Zum Tode von Rolf Bossi

Der Inbegriff des Staranwalts

Verteidiger Rolf Bossi (r) mit Schauspielerin Ingrid van Bergen
Verteidiger Rolf Bossi (r) mit Ingrid van Bergen bei Prozessbeginn am 1977 in München. Die Schauspielerin musste sich vor dem Münchener Schwurgericht für den Tod ihres Geliebten Klaus Knaths verantworten. © picture alliance / dpa / Foto: Klaus Heirler
Gisela Friedrichsen im Gespräch mit Andrea Gerk  · 22.12.2015
Rolf Bossi war Anwalt von Promis wie Ingrid van Bergen oder Romy Schneider und wurde nicht nur deshalb zum Star. "Er beherrschte die große Geste", sagt Gerichtsreporterin Gisela Friedrichsen.
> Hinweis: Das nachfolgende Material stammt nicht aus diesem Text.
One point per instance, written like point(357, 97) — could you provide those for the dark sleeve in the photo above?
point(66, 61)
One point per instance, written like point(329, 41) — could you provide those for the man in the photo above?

Sein Einsatz für den Mandanten sei stilbildend gewesen für eine ganze Generation von Strafverteidigern.
Der verstorbene Münchner Staranwalt Rolf Bossi habe Justizgeschichte geschrieben, sagt die Gerichtsreporterin des "Spiegel", Gisela Friedrichsen. "Ich halte ihn für einen der ganz großen der deutschen Strafverteidigung nach dem Krieg", sagte Friedrichsen im Deutschlandradio Kultur über den Staranwalt, der im Alter von 92 Jahren gestorben ist.
Großes Kino vor Gericht
Sie hatte ihn erstmals im Fall der Schauspielerin Ingrid van Bergen erlebt, die 1977 ihren Geliebten erschossen hatte. "Das war insofern ungeheuer eindrucksvoll, da saß eine Schauspielerin auf der Anklagebank und neben ihr ein Anwalt, der ihr was das schauspielerische Talent angeht durchaus auch das Wasser reichen konnte." Bossi habe die große Geste beherrscht. Sein Einsatz für seine Mandanten sei für eine ganze Generation jüngerer Strafverteidiger stilgebend gewesen, sagte Friedrichsen.
Plädoyer vor der Öffentlichkeit
Bossi habe die ganze Wahrnehmung von Gerichtsprozessen verändert. "Er hat nicht nur vor Gericht plädiert, sondern er hat vor der Öffentlichkeit auch plädiert", sagte die Journalistin. Bossi sei einer der Ersten gewesen, die verstanden hätten, dass man als Anwalt auch die Öffentlichkeit gewinnen müsse, wenn man ein Gericht überzeugen wolle. "Gegen die öffentliche Meinung, da wird es sehr schwierig", sagte Friedrichsen.
Rolf Bossi, Rechtsanwalt, bei einer Fernsehaufzeichnung 2008
Star-Anwalt Rolf Bossi prägte eine ganze Generation jüngerer Rechtsanwälte.© Thomas Schulze/dpa/picture alliance
Bossi habe nicht nur die Tat betrachtet, sondern auch den Menschen, der sie begangen habe. "Das ist ein unglaubliches Verdienst von ihm, dass er diese neue Art dann doch rübergebracht hat, dass die Justiz das verstanden hat, dass es nicht nur um die Tat geht, sondern auch den Menschen und den Weg, den dieser Mensch genommen hat , bis er dann der wurde, der dann da vor Gericht steht", sagte die Gerichtsreporterin. Damals sei das ganz neu gewesen, heute dagegen selbstverständlich.
Nachwirkungen der NS-Zeit
"Man darf nicht vergessen, dass er in seinen Anfangsjahren auch noch mit einer Justiz zu tun hatte, in der Richter saßen, die noch aus der Nazizeit kamen", erinnerte Friedrichsen. Das sei für Bossi immer ein schwieriges Thema gewesen, da sein eigener Vater in der NS-Zeit standrechtlich erschossen worden war.
"Von diesem Thema war er geradezu obsessiv besessen."